Thread: Need help with percent word problems.

Help! This problem has me in a muddle.

In the Chamber of Commerce, 66 2/3% (sixty-six and two thirds percent) of the members are women and 200 of the members are men. How many Chamber of Commerce members are there in all?

Originally Posted by Ekdog

Help! This problem has me in a muddle.

In the Chamber of Commerce, 66 2/3% (sixty-six and two thirds percent) of the members are women and 200 of the members are men.
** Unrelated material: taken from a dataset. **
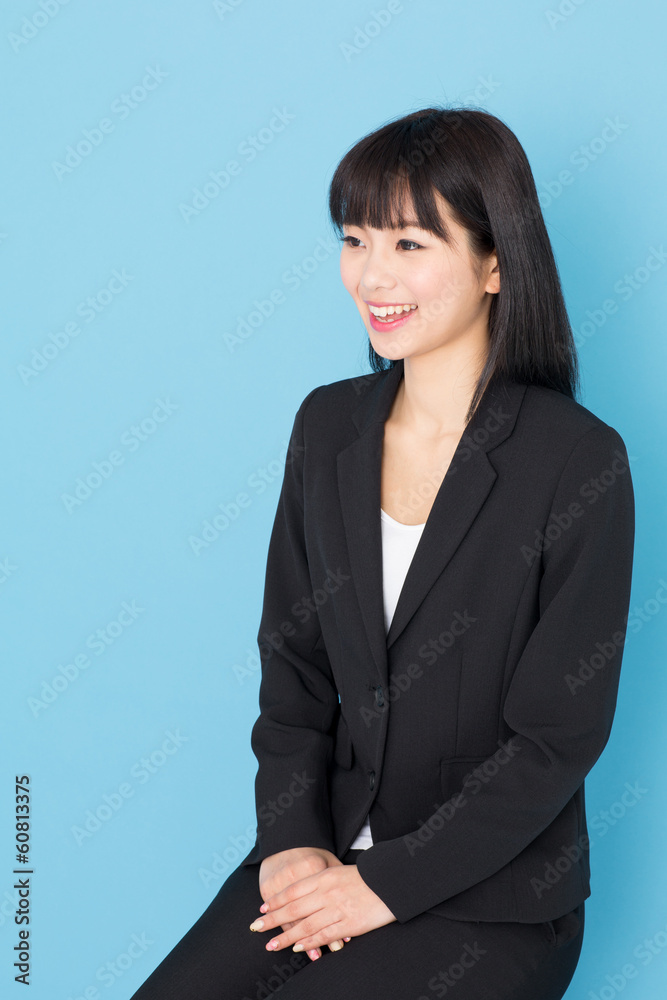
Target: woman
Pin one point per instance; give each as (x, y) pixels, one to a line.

How many Chamber of Commerce members are there in all?

66 2/3 percent of x = Women
So, (As long as all non-women are men),
100% -(66 2/3)5% = (33 1/3)% of x are Men.

Then,
(33 1/3)% of x = 200
So,
(0.3333333...)x = 200
x = 200 /(0.33333...)
x = 600 members ---------------answer.

Check,
If 200 of the 600 members are Men, then (assuming again that all non-men are women) the women must be 600-200 = 400 in numbers.
Is 400/600 equal to 66 2/3 percent?

What is 66 2/3 percent?
Make that improper fraction into proper fraction.
66 2/3
= (66*3 +2)/3
= (198 +2)/3
= 200/3

So, 66 2/3 percent is (200/3)/100 = 2/3

Then is 400/600 = 22 2/3 percent = 2/3?
400/600
= 4/6
= 2/3 ---------yes, so, OK.

"66 2/3 percent of x = Women
So, (As long as all non-women are men),
100% -(66 2/3)5% = (33 1/3)% of x are Men."

Thanks for helping, Ticbol, but I'm afraid I don't understand where you got the 5%.

Originally Posted by Ekdog

"66 2/3 percent of x = Women
So, (As long as all non-women are men),
100% -(66 2/3)5% = (33 1/3)% of x are Men."

Thanks for helping, Ticbol, but I'm afraid I don't understand where you got the 5%.

Oh, Zeez, that 5% after the (66 2/3). It is a typo. I am good at that---making typographical errors. And most of ther time I fail to correct them.

Okay, now, suppose that "5" were not there, that the (66 2/3)5% were (66 2/3)% only, could understand my solution?